Box has also hired top Salesforce executive Tom Addis to woo enterprise customers, who make up the bread and butter of Box's revenue. In recent months the company has signed on customers spanning a wide swath of industries, from Dow Chemical to Viacom to tech start-ups like Spotify and Pandora.
At one movie studio, for instance, sound engineers and composers use Box's web software to share and edit large soundtrack files. Box scored a minor coup last year when it inked a deal with Procter & Gamble to get 18,000 employees to migrate to its services.
"We have customers in every vertical industry," said Josh Stein, the managing director at Draper Fisher Jurvetson, the venture firm that invested in Box when it was still three employees working out of a garage in Berkeley, California.
"It's not just used by sales or marketing," Stein told Reuters. "It's used by every department. It's like email."
Levie said the company now has amassed 10 million individual and 120,000 business users. His service is deployed to some extent at 82 per cent of Fortune 500 companies, and its revenues have tripled over the past year, he said, while declining to provide specifics.
But plenty of hurdles still lay ahead on the company's road to an IPO.
For one thing, Box is wrestling with steep costs of building data centers for its file-storage service and the costs of selling to new and bigger business clients. As the company aims to hook in larger corporate customers, Levie has taken to pitching to CIOs himself, while Box is also planning to open a European office before the end of the year to sustain top line growth -- all of which are resource-draining endeavors.
"You don't just send a letter to every CIO and that's it," said Rob Koplowitz, an analyst at Forrester Research. "They're out visiting these folks and having in-depth conversations.

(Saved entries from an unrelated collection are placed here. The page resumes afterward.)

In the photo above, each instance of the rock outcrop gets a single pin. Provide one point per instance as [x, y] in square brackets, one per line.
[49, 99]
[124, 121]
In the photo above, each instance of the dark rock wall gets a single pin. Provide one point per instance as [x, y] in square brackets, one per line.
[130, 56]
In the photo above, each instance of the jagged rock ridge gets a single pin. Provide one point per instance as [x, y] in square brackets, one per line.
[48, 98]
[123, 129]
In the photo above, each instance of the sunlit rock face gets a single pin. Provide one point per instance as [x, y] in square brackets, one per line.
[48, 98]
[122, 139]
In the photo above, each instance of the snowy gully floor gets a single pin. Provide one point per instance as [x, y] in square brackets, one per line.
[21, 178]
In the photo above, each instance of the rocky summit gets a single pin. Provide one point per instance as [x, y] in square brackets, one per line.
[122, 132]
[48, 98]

And that marketing cost is high."
Box has also come under pressure in recent weeks with the announcement of Google Drive, the search giant's long-gestating foray into cloud-storage.
Levie has played down the ramifications, saying Box has focused on purely enterprise customers and has been prepared for Google's entry.
"We've been building a company for the past five years that's assumed Google Drive's existence," he said.
Regardless of the near-term challenges, Box has been fingered as one of the most attractive enterprise startups, hauling in investments from venture firms like Andreessen Horowitz, Meritech Capital Partners, and Emergence Capital Partner.
Box recently raised $82 million in funding that valued the company at over $650 million, according to regulatory filings analyzed by venture capital data provider VC Experts.
Box reportedly received a $600 million takeover bid from Citrix prior to its latest funding round last year, an offer that was seriously considered by investors but ultimately rejected by Levie and Box co-founder Dylan Smith.
Since then, Box's investors have moved to publicly affirm their desire to usher the company toward an IPO.
"We didn't take those opportunities because we wanted to make this a very, very large company," said Stein from Draper Fisher Jurvetson. "People are just starting to get that it could be one of the most important software companies in the last 20 years."